Publié le 01/02/2008 par Anne Feuillère / Catégorie: Tournage

La pause est prévue pour 15h00. Et voilà qu’à 15 heures moins dix et des poussières, toute l’équipe du nouveau film de Fien Troch, Unspoken, sort d’un petit immeuble cossu d’Uccle pour se diriger vers la cantine, à deux pas de là. A-t-on déjà vu une équipe aussi ponctuelle sur son planning ? L’équipe franco-hollando-flamande se restaure tranquillement. Prévu pour durer 8 semaines jusqu’à la fin janvier, le tournage du film se passe à Bruxelles. Produit par Antonino Lombardo de Prime Time, comme son premier film, Unspoken est une coproduction avec Versus Production.
Alors, des noms nous sont familiers comme celui du chef décorateur François Lefebvre, et son assistante Catherine Causme. Sur le pas de l’immeuble, Elise Ancion, qu’on avait croisée sur le tournage d’Eldorado de Bouli Lanners, où elle s’occupait des costumes, fume une cigarette. Ici, les costumes du film, comme les décors, devaient être dans des tons beiges et bruns. Et s’il n’y a que deux personnages principaux, il y a près d’une cinquantaine de personnages à habiller. Mais elle aussi est détendue, comme toute l’équipe du film 

« On est très relax sur ce tournage ». En riant, Fien Troch nous confie : « Je suis quelqu’un qui a beaucoup de mal à se lever le matin. Et là, pour la première fois, je me lève en me disant « Super ! Je vais travailler ! Je me sens cool. Honnêtement, j’ai eu tant de problèmes techniques sur mon premier film qu’au bout d’un moment, j’ai plus du tout trouvé ça drôle. L’atmosphère sur ce film-là est tellement plus relax ! Et puis, j’ai vraiment du plaisir à raconter mon histoire. »
L'histoire, c'est celle d’un couple dont la petite fille a disparu quelques années plus tôt.

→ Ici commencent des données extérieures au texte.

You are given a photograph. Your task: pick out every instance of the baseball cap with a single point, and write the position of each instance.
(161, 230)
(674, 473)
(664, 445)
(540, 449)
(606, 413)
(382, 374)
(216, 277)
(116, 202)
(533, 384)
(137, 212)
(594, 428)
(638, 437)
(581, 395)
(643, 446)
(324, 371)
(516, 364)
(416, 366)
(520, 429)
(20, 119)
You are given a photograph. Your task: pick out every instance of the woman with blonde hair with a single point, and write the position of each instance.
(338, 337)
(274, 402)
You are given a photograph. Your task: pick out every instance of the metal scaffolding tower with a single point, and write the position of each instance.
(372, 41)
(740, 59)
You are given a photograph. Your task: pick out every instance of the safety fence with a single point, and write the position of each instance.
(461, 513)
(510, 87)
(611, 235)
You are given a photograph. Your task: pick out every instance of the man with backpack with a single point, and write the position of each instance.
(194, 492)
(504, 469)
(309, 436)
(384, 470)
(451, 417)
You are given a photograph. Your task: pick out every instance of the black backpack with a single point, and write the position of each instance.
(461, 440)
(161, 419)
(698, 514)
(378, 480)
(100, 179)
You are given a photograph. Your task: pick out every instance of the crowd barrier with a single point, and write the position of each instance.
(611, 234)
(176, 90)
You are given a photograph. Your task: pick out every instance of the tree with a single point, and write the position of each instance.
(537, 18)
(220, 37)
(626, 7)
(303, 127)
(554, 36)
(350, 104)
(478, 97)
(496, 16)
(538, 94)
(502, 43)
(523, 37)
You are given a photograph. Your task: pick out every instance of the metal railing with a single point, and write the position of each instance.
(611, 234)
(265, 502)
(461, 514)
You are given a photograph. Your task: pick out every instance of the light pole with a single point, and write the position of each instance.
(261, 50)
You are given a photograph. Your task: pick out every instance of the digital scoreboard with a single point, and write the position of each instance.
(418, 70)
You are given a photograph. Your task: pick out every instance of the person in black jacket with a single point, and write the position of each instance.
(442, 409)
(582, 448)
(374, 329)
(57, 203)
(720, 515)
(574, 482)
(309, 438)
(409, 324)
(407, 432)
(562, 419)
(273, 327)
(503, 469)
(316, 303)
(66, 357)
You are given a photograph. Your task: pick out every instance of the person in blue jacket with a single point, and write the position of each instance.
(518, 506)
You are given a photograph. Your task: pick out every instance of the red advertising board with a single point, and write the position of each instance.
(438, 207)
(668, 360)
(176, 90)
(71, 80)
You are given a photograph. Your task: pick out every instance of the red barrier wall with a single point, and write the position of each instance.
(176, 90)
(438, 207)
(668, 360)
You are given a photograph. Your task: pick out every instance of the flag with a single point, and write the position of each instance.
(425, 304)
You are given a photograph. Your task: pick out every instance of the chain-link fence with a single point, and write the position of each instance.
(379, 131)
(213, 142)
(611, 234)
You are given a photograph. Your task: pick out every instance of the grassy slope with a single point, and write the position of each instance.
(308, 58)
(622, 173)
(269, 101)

La comédienne française, Emmanuelle Devos, qui interprète donc l’un des deux personnages principaux, nous dit, entre deux bols de soupes, « Fien est tellement douée qu’on finit toujours en avance, j’ai jamais vu ça. Elle travaille très vite, elle sait déjà ce qu’elle veut. Son chef opérateur aussi. C’est stupéfiant. J’ai l’impression qu’on est toujours dans le bon format, le bon cadre. On est très vite entré dans l’histoire, et si ce n’est pas toujours facile, tout me paraît justifié, à sa place. J’ai l’impression qu’il y a chez les réalisateurs belges, enfin, ceux dont je vois les films comme les Dardenne ou Lafosse, une vision très picturale du cadre, une beauté du cadre. Ce n’est pas nouveau, on peut déjà voir ça chez Rubens!

Sans parler de La Femme de Gilles, c’était vraiment très Vermeer. Fien a un sens du cadre exceptionnel qui raconte beaucoup de choses. Je trouve cela typiquement belge. »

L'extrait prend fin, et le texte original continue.